The “decaying worldview” is primarily the result of postmodern mythologizing, where no absolute Truth and consistent Rationale, thus no Logos, is accepted. What Spong does not grasp is that he, with the help of clever arguments, philosophy and theology erects a golden postmodern calf which he worships and calls “God”. It is an unknown God that he honours without knowing Him in “the power of His resurrection” (Phil 3:10).
Paul presented himself as intellectual and thinker to the philosophers of his day, trumping their interpretation of this “decaying worldview” – “And my speech and my preaching were not with persuasive words of human wisdom, but in demonstration of the Spirit and of power, that your faith should not be in the wisdom of men but in the power of God. However, we speak wisdom among those who are mature, yet not the wisdom of this age, nor of the rulers of this age, who are coming to nothing.”

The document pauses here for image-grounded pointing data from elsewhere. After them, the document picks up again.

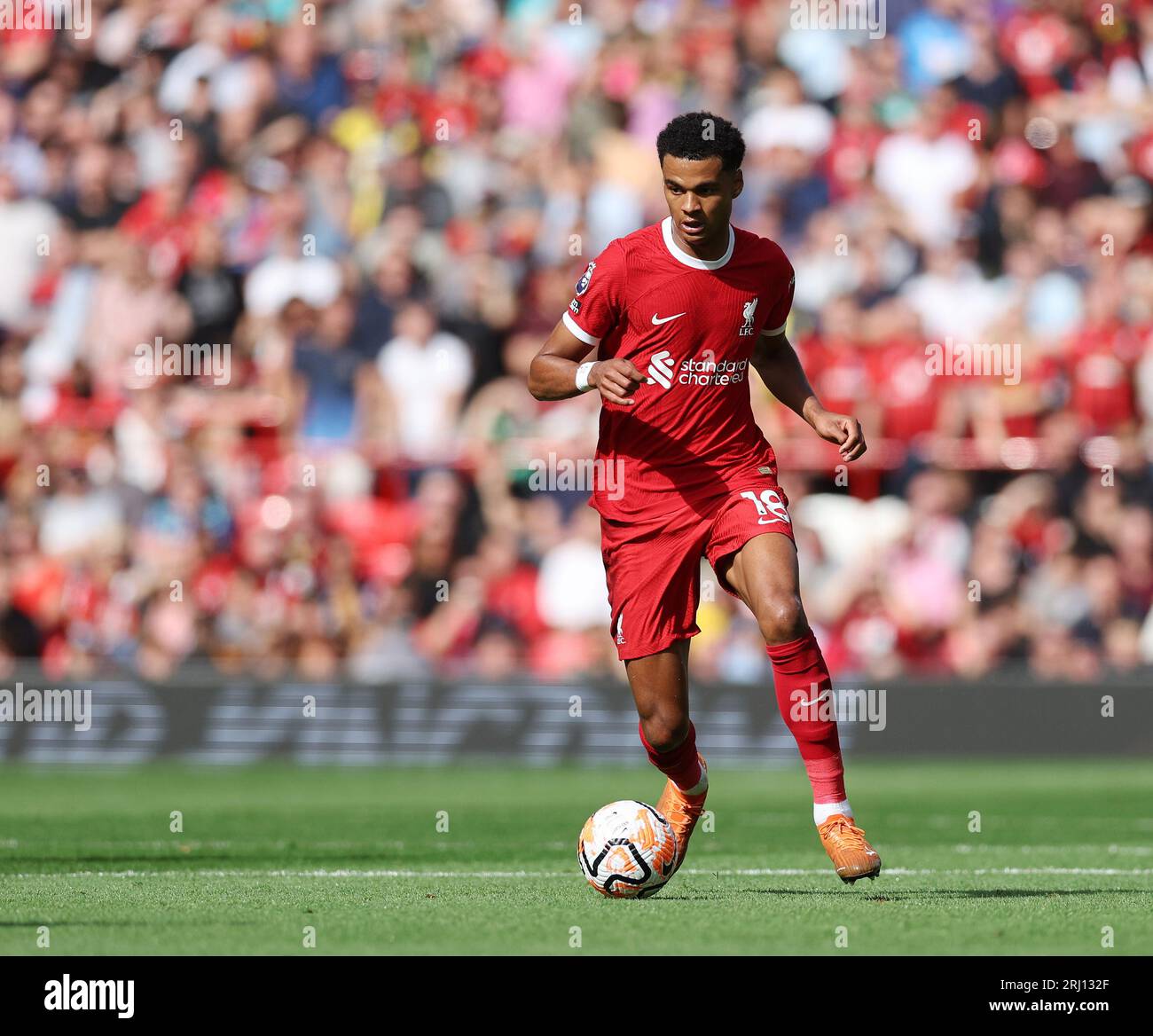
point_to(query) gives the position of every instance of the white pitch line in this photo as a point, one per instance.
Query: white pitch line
(752, 872)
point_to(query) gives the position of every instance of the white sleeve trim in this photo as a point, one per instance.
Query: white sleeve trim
(579, 331)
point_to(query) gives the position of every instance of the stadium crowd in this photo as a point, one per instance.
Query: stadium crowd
(375, 211)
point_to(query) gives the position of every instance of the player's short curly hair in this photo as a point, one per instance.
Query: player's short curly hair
(696, 135)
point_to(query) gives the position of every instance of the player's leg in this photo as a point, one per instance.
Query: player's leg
(653, 572)
(765, 575)
(660, 686)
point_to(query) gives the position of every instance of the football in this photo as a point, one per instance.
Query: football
(626, 849)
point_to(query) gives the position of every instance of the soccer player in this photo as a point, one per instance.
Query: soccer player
(678, 313)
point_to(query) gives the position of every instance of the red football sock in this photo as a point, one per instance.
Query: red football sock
(680, 765)
(800, 678)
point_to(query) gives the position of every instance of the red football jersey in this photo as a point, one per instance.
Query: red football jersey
(690, 325)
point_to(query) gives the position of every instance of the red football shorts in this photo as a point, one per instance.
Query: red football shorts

The virginal birth as human improbability is a fundamental premise of the Christian faith. Without it Christianity has no right of existence.
In the previous teaching we systematically examined how the virginal birth is absolutely authentic. But despite all its marks of authenticity it still requires faith (proof of things not seen – Heb 11:1) to render this a reality for the individual. It is often the pledging of “spirit and power” that lends legitimacy to the fundamentals! I have often found myself in conversations with educated individuals, unconvinced by religious dogma, but who found the living God through his Spirit and power, free of the golden calves. This is the only Way “God gives assurance of this” to us all (Acts 17:31).
- Sela: Why is spirit and truth missing from our world, our lives?